Sunday, 26 April 2015

Perch Hill in all it's glory


I have lost count of the number of times I have dragged you around Perch Hill with me. 
Sorry about that but, in my defence, it is never the same! 
The garden evolves and develops each year and I for one am always delighted by either some tiny new detail or the larger landscaping projects. 
I love the subtle changes to The Oast Garden, the tulip combinations in the Long Toms are, this year my favourite ever.
The new rose garden, situated in the old courtyard where the cold frames and a wonderful old wisteria lived is fantastic, and to see it mature over the coming seasons will be a joy.
Shall we have a wander?

 
I could write reams and reams but somehow feel you wouldn't be any better informed than you are for looking. I will add one thing...I am happy to report the old wisteria I mentioned, has been dug out and replanted, I have it on very good authority!
 
The next open day is Saturday 30th May, more details here .

--x--


Tuesday, 14 April 2015

Drinking in the morning sun...



...Blinking in the morning sun...
The light, early...so pure, slaking around the angles of the house and bursting through the window panes...theatrically lighting the kitchen.
I stand, transfixed looking at the detail and the shadows.
As the minutes tick past, so the spotlight shifts elsewhere...
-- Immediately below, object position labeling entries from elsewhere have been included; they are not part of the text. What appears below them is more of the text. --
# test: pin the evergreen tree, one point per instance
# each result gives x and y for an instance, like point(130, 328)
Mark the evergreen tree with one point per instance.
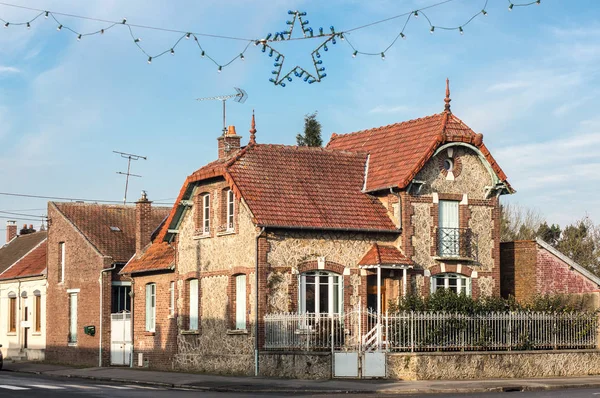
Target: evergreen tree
point(312, 132)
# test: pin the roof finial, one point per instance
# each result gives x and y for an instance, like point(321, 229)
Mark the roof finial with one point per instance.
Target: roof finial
point(447, 99)
point(253, 129)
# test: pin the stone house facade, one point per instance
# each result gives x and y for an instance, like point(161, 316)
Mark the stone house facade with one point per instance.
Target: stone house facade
point(534, 267)
point(377, 214)
point(88, 244)
point(23, 294)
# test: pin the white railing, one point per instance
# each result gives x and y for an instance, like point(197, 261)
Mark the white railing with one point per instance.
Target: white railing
point(431, 331)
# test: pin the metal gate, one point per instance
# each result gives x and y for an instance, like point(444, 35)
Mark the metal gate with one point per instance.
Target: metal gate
point(120, 338)
point(362, 354)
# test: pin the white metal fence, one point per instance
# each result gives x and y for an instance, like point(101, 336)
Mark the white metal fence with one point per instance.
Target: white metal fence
point(430, 331)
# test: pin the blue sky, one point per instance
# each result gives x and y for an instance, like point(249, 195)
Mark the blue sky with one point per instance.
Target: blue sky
point(527, 79)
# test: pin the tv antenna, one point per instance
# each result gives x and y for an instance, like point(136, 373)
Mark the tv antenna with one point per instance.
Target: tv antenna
point(240, 97)
point(129, 157)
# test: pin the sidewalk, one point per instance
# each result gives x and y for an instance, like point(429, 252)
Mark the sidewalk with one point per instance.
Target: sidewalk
point(259, 384)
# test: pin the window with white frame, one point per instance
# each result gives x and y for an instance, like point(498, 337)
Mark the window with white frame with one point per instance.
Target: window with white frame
point(321, 292)
point(230, 210)
point(172, 299)
point(206, 213)
point(150, 307)
point(455, 282)
point(72, 318)
point(240, 302)
point(193, 289)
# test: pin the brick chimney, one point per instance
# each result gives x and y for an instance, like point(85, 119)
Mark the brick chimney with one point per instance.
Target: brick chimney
point(11, 230)
point(229, 142)
point(143, 211)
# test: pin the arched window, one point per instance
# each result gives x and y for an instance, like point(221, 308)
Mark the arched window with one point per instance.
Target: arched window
point(321, 292)
point(455, 282)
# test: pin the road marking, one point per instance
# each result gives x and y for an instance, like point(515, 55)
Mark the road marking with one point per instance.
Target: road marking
point(142, 387)
point(115, 387)
point(7, 387)
point(81, 386)
point(47, 386)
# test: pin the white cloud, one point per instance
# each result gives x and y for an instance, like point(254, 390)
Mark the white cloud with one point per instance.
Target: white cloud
point(8, 69)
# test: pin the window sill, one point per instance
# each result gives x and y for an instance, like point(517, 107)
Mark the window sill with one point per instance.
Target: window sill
point(453, 258)
point(234, 332)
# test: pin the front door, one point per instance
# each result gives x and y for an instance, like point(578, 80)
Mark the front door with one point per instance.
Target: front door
point(120, 338)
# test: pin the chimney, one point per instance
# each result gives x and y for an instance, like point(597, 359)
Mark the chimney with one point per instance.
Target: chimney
point(143, 211)
point(229, 142)
point(11, 230)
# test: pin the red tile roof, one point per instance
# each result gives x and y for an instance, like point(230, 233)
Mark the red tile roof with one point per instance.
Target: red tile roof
point(398, 151)
point(302, 187)
point(32, 264)
point(384, 255)
point(18, 247)
point(94, 221)
point(156, 257)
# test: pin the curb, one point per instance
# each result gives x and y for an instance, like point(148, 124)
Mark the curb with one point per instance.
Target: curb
point(509, 387)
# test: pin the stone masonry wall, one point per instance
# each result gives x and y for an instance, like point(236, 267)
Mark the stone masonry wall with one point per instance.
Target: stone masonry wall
point(215, 258)
point(467, 185)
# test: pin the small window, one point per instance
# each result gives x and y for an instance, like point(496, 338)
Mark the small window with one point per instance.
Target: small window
point(230, 210)
point(12, 313)
point(172, 299)
point(150, 307)
point(459, 284)
point(61, 262)
point(193, 289)
point(448, 164)
point(72, 318)
point(206, 214)
point(240, 302)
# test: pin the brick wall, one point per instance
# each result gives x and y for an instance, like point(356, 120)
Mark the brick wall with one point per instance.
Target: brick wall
point(157, 347)
point(82, 270)
point(528, 269)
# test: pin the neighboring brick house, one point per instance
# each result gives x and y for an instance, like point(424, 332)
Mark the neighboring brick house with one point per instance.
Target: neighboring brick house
point(23, 294)
point(88, 244)
point(409, 207)
point(534, 267)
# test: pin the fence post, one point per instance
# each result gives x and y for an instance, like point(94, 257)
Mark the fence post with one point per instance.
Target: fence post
point(412, 331)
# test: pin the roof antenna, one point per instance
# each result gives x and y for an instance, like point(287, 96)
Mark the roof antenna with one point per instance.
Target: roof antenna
point(447, 99)
point(129, 157)
point(240, 97)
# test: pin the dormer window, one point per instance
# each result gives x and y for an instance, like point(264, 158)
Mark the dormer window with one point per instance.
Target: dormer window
point(230, 210)
point(206, 214)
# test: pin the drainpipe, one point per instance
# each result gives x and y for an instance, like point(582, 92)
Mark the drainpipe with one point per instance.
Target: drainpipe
point(399, 207)
point(101, 308)
point(256, 306)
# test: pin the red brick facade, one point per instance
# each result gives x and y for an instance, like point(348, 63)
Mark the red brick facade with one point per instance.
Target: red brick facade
point(528, 269)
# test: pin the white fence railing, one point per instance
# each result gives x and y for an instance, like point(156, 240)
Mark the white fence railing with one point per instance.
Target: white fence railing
point(431, 331)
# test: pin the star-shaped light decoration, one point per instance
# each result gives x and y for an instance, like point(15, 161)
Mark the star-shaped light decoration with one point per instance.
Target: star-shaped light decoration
point(280, 79)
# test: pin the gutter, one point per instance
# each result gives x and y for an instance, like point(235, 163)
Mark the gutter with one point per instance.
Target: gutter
point(100, 280)
point(256, 304)
point(385, 231)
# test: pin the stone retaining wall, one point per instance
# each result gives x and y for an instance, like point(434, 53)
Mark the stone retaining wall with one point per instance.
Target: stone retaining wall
point(296, 365)
point(486, 365)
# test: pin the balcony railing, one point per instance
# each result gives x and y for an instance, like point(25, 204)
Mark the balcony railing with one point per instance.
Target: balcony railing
point(456, 243)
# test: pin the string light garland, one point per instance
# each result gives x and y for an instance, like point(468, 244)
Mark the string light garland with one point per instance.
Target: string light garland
point(297, 70)
point(278, 78)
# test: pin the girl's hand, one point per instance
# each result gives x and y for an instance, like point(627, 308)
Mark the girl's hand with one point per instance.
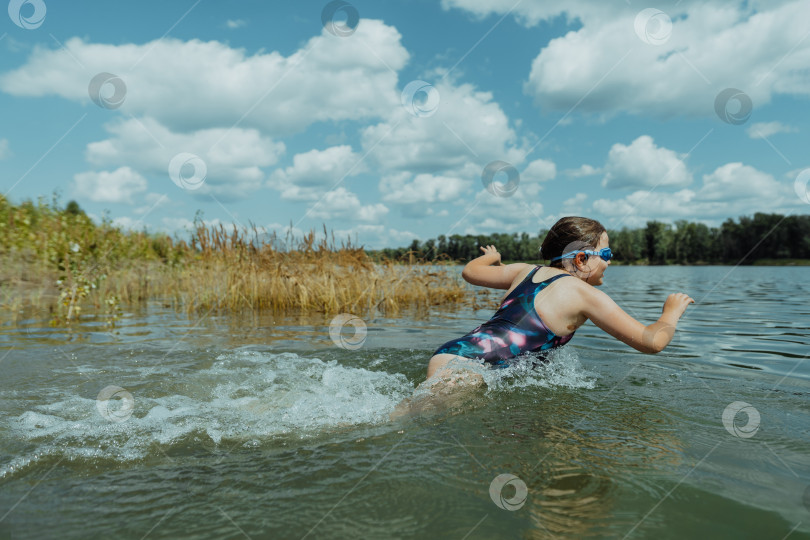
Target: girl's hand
point(490, 250)
point(676, 304)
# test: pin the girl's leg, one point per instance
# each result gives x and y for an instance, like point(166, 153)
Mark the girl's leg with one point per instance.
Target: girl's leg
point(445, 385)
point(437, 362)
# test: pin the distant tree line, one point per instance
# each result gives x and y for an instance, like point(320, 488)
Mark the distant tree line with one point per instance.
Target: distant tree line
point(764, 236)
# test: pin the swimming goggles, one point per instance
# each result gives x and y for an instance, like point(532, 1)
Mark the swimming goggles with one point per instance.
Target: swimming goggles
point(605, 253)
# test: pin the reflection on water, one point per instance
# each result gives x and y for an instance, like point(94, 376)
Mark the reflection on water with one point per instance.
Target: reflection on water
point(261, 424)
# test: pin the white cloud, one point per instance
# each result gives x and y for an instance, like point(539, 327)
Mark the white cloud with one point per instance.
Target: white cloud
point(761, 130)
point(233, 162)
point(643, 164)
point(604, 67)
point(737, 181)
point(467, 127)
point(313, 172)
point(582, 170)
point(341, 203)
point(536, 172)
point(733, 190)
point(400, 188)
point(573, 206)
point(505, 214)
point(376, 236)
point(190, 85)
point(117, 186)
point(5, 152)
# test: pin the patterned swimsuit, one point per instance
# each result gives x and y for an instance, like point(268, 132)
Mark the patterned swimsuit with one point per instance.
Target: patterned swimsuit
point(515, 328)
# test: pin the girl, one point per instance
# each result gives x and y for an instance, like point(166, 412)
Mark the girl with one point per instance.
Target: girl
point(542, 308)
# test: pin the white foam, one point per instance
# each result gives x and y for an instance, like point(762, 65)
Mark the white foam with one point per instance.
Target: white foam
point(561, 370)
point(244, 396)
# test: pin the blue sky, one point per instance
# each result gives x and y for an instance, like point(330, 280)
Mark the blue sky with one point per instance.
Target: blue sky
point(257, 112)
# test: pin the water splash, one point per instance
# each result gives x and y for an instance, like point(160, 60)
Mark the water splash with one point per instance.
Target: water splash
point(243, 397)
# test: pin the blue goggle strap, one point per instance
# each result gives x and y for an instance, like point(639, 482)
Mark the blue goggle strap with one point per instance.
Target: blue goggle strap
point(585, 251)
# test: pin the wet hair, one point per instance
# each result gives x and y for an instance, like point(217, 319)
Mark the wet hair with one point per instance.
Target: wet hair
point(571, 233)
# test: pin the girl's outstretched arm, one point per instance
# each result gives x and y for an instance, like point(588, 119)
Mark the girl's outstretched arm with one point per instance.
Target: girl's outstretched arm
point(650, 339)
point(487, 270)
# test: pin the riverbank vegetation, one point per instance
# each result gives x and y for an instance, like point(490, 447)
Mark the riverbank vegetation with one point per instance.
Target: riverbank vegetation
point(761, 239)
point(60, 262)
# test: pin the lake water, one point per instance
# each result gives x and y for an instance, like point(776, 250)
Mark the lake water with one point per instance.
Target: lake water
point(261, 427)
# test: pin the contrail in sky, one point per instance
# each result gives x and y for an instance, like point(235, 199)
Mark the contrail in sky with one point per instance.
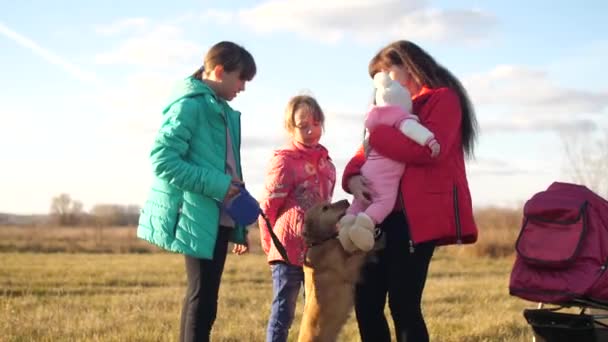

Tea and sunshine...perfect morning balm...no matter what is broken, you have a sense it can be mended.


 --x--

Wednesday, 1 April 2015

Egging me on!

 These newly lighter, longer evenings are wreaking havoc with the dinner arrangements here Down the Lane. I can't come inside...just need to finish wrestling with this ridiculously rambling rose. Three evenings in a row I have stubbornly stood, back to the Westerly Biter, dead heading ancient hydrangea bushes whilst slowly losing the feeling in my fingers. Three evenings in a row we have eaten a boiled egg for dinner!

 It feels so extraordinarily good to see flowers again! So much is waking up every day now, blink and you miss something going from tight bud to blossom or leaf. The house is clad in all sorts of inherited wonders, I am finally able to anticipate, knowing the rhythm of the seasons here on our hill better each passing year. 

The house is swathed by a beech hedge scarf. I love the stubborn faded leaves, dry and rustling in the wind. Often still refusing the new buds long after the cow parsley lace has opened. The bank under hedge, roadside, is studded with yellow primrose stars and purple vinca that has made a break for wildom under the hedge and down the lane.
 
I don't know why, but I like daffodils at Easter. If Easter is late or Spring is early and the two do not coincide I feel strangely cheated.This year all is well, the daffs huddling around the trunks of trees and decorating the fence line are chiming on kew!

 I am writing this and thinking about all the patterns implied by the shadows and the limited palette...
 ..speaking of shadows, being blown about by an April gust!